According to reports from Business Insider, the internal project, codenamed ‘Metis’, is designed to be accessible for users via web browser.

Metis will work in a similar fashion to ChatGPT, providing users text and image-based answers in response to user queries. The chatbot will also reportedly provide links within answers to give users access to source materials used when generating a response, and even suggest follow-up queries.

Sources told the publication the chatbot will be powered by Amazon’s internal AI model, dubbed ‘Olympus’, which is also believed to be in development. Reports on Olympus emerged late last year, but as of yet no concrete details have been teased by the firm.
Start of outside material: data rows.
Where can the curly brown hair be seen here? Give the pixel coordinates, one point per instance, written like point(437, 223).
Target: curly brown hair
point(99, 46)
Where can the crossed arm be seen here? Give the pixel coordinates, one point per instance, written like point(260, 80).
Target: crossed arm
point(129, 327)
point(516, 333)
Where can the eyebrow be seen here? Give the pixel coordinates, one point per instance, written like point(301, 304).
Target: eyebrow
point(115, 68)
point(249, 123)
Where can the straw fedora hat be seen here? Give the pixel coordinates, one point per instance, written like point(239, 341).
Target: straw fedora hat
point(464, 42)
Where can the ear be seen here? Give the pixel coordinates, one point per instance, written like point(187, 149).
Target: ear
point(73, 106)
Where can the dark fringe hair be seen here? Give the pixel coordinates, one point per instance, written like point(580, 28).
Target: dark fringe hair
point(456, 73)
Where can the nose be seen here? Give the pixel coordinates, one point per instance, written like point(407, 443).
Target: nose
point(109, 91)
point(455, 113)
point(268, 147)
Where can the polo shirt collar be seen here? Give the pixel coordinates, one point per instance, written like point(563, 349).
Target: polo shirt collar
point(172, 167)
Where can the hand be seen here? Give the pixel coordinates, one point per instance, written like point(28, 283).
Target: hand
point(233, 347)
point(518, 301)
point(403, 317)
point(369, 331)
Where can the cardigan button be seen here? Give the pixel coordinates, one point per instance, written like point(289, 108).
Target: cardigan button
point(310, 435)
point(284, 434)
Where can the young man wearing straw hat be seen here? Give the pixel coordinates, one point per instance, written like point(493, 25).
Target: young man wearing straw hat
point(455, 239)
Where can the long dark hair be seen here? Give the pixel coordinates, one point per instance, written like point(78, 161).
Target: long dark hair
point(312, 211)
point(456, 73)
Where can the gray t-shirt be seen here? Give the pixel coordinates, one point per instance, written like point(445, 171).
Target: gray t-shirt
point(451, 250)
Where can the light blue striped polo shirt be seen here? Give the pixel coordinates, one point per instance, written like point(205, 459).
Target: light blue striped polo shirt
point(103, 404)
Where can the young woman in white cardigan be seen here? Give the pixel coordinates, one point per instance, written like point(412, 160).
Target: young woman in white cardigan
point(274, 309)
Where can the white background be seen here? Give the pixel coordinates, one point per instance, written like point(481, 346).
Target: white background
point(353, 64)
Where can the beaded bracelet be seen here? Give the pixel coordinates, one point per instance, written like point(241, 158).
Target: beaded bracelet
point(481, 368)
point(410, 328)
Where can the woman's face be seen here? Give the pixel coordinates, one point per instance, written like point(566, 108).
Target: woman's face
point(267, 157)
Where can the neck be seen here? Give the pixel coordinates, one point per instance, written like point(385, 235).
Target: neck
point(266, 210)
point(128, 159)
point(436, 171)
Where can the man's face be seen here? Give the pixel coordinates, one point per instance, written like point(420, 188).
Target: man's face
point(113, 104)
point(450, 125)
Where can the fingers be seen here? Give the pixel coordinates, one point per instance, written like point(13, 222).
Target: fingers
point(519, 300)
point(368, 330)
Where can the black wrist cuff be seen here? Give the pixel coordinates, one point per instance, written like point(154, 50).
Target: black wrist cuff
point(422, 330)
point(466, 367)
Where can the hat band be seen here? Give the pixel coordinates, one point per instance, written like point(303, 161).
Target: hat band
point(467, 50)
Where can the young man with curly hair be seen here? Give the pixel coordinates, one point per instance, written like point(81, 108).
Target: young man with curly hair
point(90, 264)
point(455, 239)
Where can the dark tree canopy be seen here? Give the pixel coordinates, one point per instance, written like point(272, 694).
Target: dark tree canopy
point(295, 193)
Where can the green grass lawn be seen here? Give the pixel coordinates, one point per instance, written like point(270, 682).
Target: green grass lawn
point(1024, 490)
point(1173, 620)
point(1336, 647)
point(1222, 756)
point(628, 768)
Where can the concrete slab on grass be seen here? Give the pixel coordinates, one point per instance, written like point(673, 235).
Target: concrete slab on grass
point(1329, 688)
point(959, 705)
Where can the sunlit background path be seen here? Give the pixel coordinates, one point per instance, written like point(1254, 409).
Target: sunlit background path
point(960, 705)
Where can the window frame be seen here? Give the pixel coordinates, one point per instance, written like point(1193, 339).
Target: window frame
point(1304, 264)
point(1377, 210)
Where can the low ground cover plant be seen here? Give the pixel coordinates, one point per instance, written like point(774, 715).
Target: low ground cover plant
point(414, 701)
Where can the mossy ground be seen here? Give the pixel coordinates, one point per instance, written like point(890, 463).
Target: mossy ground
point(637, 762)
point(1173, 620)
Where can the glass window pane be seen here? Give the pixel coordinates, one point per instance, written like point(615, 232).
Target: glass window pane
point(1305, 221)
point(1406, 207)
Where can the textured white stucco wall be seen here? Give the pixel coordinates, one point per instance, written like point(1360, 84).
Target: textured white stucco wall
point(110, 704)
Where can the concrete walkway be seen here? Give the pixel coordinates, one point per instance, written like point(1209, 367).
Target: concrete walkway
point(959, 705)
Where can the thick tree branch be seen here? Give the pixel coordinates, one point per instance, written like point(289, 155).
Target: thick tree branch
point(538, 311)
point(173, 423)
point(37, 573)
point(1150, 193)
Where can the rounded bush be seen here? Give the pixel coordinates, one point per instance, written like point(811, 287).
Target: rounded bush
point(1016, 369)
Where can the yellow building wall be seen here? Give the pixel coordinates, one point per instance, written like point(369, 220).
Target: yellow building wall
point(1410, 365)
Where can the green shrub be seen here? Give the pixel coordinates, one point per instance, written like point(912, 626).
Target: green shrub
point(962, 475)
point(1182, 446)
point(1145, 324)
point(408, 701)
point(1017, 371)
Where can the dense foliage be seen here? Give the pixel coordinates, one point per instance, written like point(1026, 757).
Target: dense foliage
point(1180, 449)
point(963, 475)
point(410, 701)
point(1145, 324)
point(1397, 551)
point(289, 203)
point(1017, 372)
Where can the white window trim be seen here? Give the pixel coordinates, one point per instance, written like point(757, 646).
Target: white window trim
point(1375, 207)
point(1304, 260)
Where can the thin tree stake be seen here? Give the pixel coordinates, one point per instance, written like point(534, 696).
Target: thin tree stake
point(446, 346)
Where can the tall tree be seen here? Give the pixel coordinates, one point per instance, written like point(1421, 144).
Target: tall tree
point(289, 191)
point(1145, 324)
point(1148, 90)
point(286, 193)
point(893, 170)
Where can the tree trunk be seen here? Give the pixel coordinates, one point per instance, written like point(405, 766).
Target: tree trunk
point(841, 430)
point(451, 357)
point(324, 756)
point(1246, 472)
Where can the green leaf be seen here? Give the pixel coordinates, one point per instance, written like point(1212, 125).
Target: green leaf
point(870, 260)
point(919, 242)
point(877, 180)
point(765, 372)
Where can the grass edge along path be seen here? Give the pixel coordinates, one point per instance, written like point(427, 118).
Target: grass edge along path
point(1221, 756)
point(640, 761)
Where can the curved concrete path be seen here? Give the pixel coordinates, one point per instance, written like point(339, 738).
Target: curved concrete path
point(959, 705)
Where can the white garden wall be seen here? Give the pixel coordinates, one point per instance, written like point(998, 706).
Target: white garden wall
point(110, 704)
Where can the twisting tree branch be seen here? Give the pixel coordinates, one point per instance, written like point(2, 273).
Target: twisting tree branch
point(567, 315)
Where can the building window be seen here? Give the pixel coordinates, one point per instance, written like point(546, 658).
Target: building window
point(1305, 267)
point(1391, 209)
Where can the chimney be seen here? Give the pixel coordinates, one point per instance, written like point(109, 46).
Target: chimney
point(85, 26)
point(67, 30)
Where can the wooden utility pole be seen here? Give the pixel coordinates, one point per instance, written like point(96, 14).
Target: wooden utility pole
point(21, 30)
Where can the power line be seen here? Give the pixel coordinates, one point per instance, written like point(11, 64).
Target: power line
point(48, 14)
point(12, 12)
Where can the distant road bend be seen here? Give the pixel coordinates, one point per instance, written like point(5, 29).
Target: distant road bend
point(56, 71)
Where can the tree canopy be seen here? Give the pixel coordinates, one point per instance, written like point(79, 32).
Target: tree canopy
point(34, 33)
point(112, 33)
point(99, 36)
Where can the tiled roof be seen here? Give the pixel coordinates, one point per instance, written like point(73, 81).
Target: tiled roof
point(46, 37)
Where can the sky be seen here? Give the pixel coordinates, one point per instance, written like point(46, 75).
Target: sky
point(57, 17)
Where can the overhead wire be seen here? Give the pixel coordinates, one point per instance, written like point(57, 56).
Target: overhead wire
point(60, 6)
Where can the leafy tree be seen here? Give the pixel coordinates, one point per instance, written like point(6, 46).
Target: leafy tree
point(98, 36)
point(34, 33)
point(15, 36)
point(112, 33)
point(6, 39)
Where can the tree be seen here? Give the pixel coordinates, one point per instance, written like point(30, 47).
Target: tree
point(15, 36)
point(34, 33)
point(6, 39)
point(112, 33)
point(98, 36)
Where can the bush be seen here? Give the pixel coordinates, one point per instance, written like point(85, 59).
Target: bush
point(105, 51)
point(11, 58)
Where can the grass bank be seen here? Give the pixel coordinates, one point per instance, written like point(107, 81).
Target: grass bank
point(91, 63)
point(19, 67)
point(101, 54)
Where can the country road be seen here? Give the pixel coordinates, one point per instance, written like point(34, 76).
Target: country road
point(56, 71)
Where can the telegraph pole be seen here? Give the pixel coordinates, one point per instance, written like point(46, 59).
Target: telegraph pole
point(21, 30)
Development of the chatbot is being led by Amazon’s artificial general intelligence (AGI) team, which is also working on the Olympus model, and the launch of the service could come in September to coincide with Amazon’s Alexa event.

Amazon eyes RAG capabilities with Metis chatbot launch

A key differentiator for Metis, sources suggested, is that retrieval augmented generation (RAG) will play a big role in optimizing how the chatbot produces responses. 

RAG has become the latest industry buzzword amidst a flurry of AI activity over the last 18 months. This allows AI models to draw upon larger knowledge repositories such as organization-specific information, alongside user input, to inform their responses.

All told, this provides more relevant results for user queries. Metis will be no different, and will be able to source information beyond the original data used to train its supporting model, thereby providing more up-to-date responses.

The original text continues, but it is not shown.